Clarifier/thickener underflow (≈0.5–3% solids) is periodically dewatered. Screw presses, belt filter presses, or centrifuges—with polymer conditioning—typically deliver 20–30% solids cake (nepis.epa.gov). If the feed sludge already contains polymer, dewatering performance is often favorable. For scale, treating 1,000 m³ of 0.08% sludge (~800 kg solids) at 20% cake yields ~4 m³ of cake. Even for a large plant (≈5,000 m³/d backwash ⇒ ~4 t solids/d), daily cake volumes land around 20–30 m³/d.

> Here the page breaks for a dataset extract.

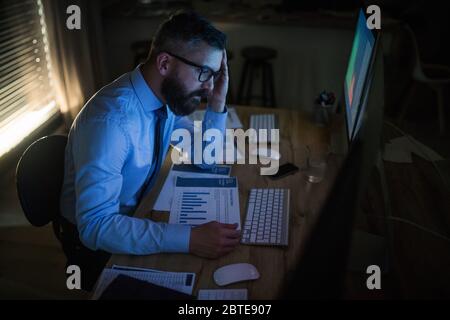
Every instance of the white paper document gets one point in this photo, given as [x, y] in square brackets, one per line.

Dewatered cake is managed as solid waste. With non‑toxic coagulants (e.g., polyaluminum without heavy metals), it typically goes to nonhazardous landfill or incineration; agencies note sludge may require dewatering or lime conditioning before landfill (nepis.epa.gov). Some streams find beneficial reuse (e.g., bricks), but most are hauled off‑site. Even at 30% cake, annual volumes from a 100,000 m³/d plant are ~7,000–10,000 m³; dewatering energy and haulage costs are modest compared with water‑savings benefits. Filtrate from dewatering drains back to the head of the plant.

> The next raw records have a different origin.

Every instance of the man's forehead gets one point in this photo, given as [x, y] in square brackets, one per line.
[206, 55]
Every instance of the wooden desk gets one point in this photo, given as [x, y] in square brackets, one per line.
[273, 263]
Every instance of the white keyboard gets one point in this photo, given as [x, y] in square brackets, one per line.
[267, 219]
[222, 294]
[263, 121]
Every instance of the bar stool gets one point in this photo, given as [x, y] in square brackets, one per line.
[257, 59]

Measured outcomes and compliance

  • Water recovery: 80–99% of backwash volume can be recaptured (www.mdpi.com); Wolska et al. conserved ~71,000 m³/year (≈0.8%) at a 25,000 m³/d facility (www.mdpi.com).
  • Quality: Clarifier effluent typically <20 mg/L TSS and <5 NTU, within Indonesian limits (TSS ≤200 mg/L; pH 6–9) (studylibid.com).
  • Cost: Reduced water purchases and discharge fees (hundreds of thousands $/€ per year in case studies) (www.mdpi.com) (www.awa.asn.au).
  • Sludge: Final dewatered cake is <1% of backwash volume by volume after dewatering (e.g., 4 L cake per 1,000 L backwash).

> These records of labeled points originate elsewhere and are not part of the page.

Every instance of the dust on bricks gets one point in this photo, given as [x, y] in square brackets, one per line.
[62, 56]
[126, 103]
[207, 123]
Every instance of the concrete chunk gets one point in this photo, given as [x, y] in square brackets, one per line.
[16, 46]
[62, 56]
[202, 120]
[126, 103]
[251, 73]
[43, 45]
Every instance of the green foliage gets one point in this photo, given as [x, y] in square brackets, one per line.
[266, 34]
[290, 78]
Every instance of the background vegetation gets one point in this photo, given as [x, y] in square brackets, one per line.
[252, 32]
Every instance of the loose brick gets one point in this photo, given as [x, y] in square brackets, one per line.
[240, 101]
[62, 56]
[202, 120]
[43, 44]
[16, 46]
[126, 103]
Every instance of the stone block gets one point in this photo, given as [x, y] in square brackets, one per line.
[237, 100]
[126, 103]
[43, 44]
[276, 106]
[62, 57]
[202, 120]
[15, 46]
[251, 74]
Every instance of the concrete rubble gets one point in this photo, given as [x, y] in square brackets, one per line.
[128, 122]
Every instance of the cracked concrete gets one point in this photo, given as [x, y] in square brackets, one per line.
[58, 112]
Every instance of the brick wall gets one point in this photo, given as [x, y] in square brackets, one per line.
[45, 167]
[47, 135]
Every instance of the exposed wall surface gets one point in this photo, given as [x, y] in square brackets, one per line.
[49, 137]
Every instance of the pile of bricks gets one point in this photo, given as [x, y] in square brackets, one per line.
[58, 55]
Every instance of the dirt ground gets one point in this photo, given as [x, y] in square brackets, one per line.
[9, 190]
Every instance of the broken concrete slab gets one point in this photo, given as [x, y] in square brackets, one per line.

Overall, a data‑driven package—sized clarifier, matched polymer program, and mechanical dewatering—returns clear supernatant to the front end (closing the water loop) and minimizes sludge. This directly reduces a plant’s water footprint, aligns with current or upcoming reuse regulations (including Indonesian PP 22/2021 and Permen‑LH standards) and typically pays back through operational savings and compliance benefits (www.mdpi.com) (studylibid.com).

References and guidance

Technical design data and outcomes are described in recent industry and academic studies (www.mdpi.com) (www.mdpi.com) (www.awa.asn.au), U.S. EPA guidance (nepis.epa.gov) (nepis.epa.gov) (nepis.epa.gov), and Indonesian regulations (www.mdpi.com) (studylibid.com).